August 2, 2004
THE CLOSED BORDERS CROWD:
Why conservatives don't endorse free trade (Gary North, July 30, 2004, WND)
Back in 1976, I was Congressman Ron Paul’s research assistant. I had contacts with other Congressional staffers on Capitol Hill. One evening, I attended an informal get-together in the Georgetown area. The host was a retired diplomat whose daughter worked in Senator Jesse Helms’ office. I had been invited by Howard Segermark, also a Helms staffer.One moment in the evening’s chit-chat has stuck in my mind ever since. In discussing free trade, one man, whom I had never met before, expressed his view of free trade. "Free trade is when you stick a .45 automatic to the temple of some Asian and tell him, ‘Gook, we’re going to trade . . . on my terms.’"
I dismissed him as an ideological aberration. I don’t think he was on any Congressional staff. But, over the years, I have come to the conclusion that both conservatives and liberals share his view of free trade.
The various multinational trade agreements that have been signed by the United States government, most notably those authorizing the control of the terms of trade by the World Trade Organization (WTO) and the North American Free Trade Agreement (NAFTA), are essentially forced-trade agreements. They require private companies in each nation to meet production standards that are imposed by international bureaucracies. Reductions in tariffs and import quotas are accompanied by labor restrictions, pollution standards, and large printed volumes of other impositions. These restrict the operation of free markets. What appear to be reductions in government control (sales taxes and import limits) are accompanied by increases in government control (production codes). "The large print giveth, and the fine print taketh away."
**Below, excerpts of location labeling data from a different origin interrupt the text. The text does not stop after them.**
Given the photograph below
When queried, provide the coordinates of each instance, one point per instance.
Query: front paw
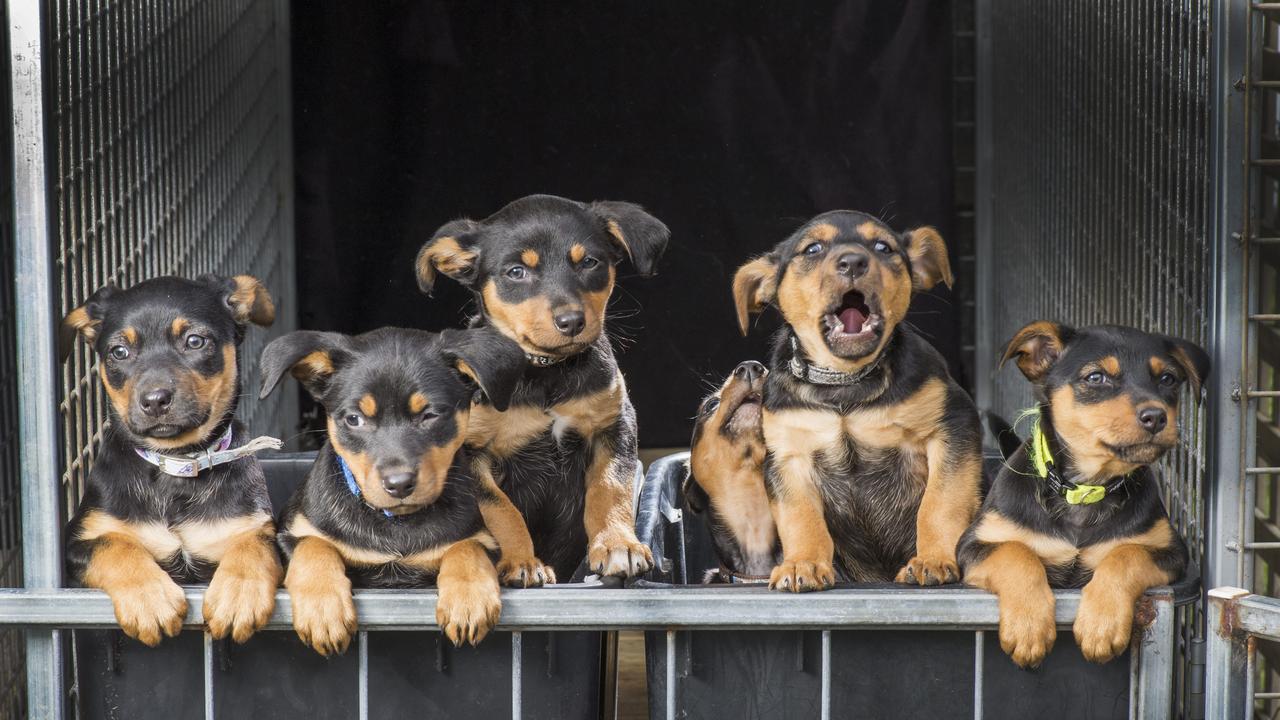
(324, 616)
(525, 573)
(151, 609)
(240, 605)
(617, 554)
(928, 570)
(467, 610)
(803, 575)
All participating nations are required by international law to interfere with voluntary transactions within each nation, as well as voluntary transactions across national borders. Officers of these nations must abide by the legal interpretations made by unelected international bureaucrats.
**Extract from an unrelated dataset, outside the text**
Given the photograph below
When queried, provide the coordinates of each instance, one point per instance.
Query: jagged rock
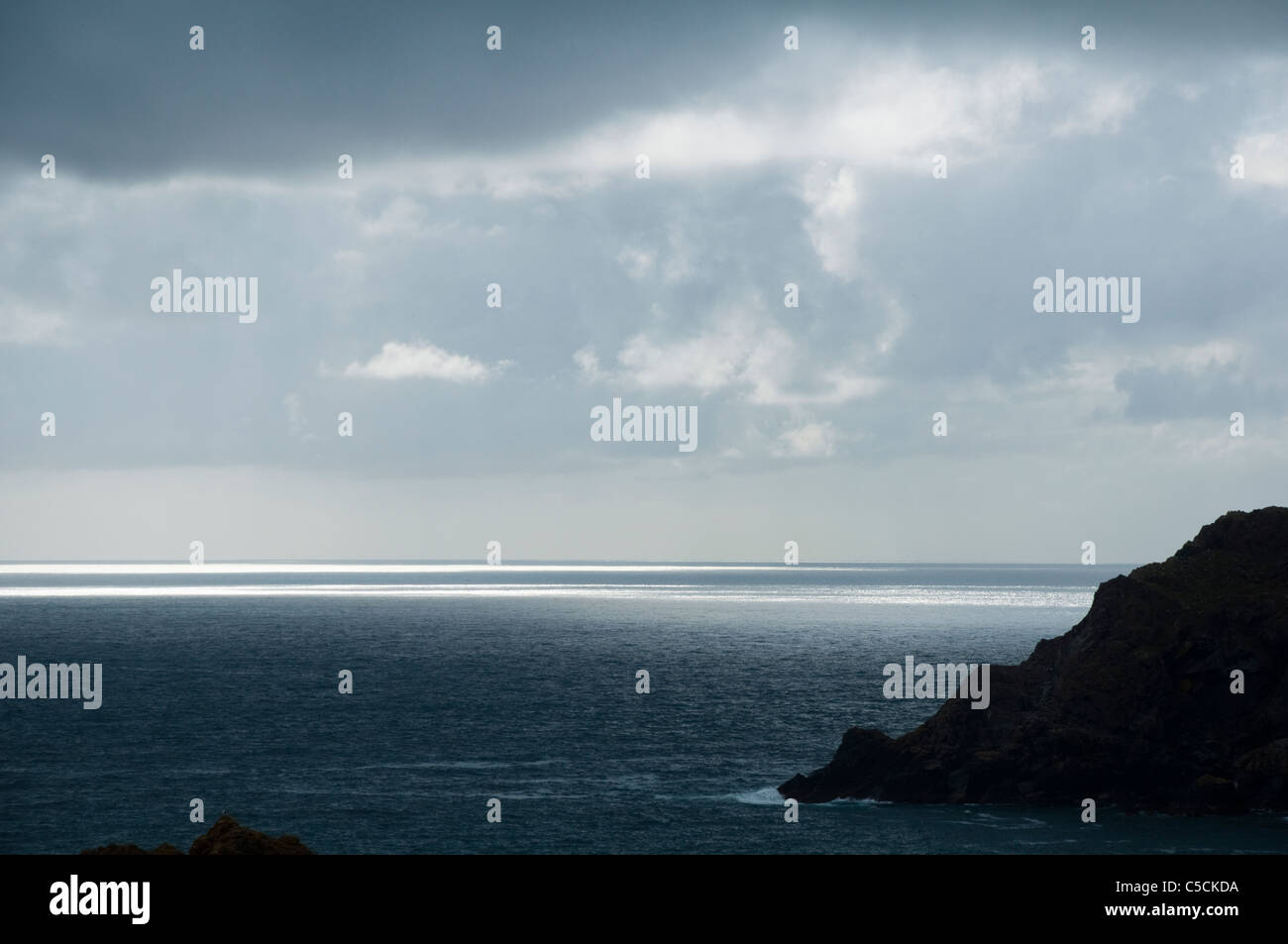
(1131, 707)
(226, 837)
The erosion of sovereignty is the one legitimate criticism of the current free trade scheme, but the solution is to unilaterally remove all our own trade barriers, not to dump free trade. Posted by Orrin Judd at August 2, 2004 6:38 AM
Gary North? The same Gary North who warned of the dire horrors of Y2K?
If so, my respect for WND just went 'way down.
Posted by: Mike Morley at August 2, 2004 10:43 AMWhile it's true that labor restrictions and pollution controls impede "free" trade in the strictest sense of the phrase, neither do we have a laissez faire economy at home.
Americans, (a large percentage, anyway), don't want to buy goods made by slave labor, nor goods made by workers laboring in conditions that will hasten their demise.
Further, pollution isn't just a national issue; it's often an international one, since pollution respects no legal boundaries.
Expecting that the US would endorse trade pacts that mandate more freedom than the underlying economies operate with seems a little quixotic.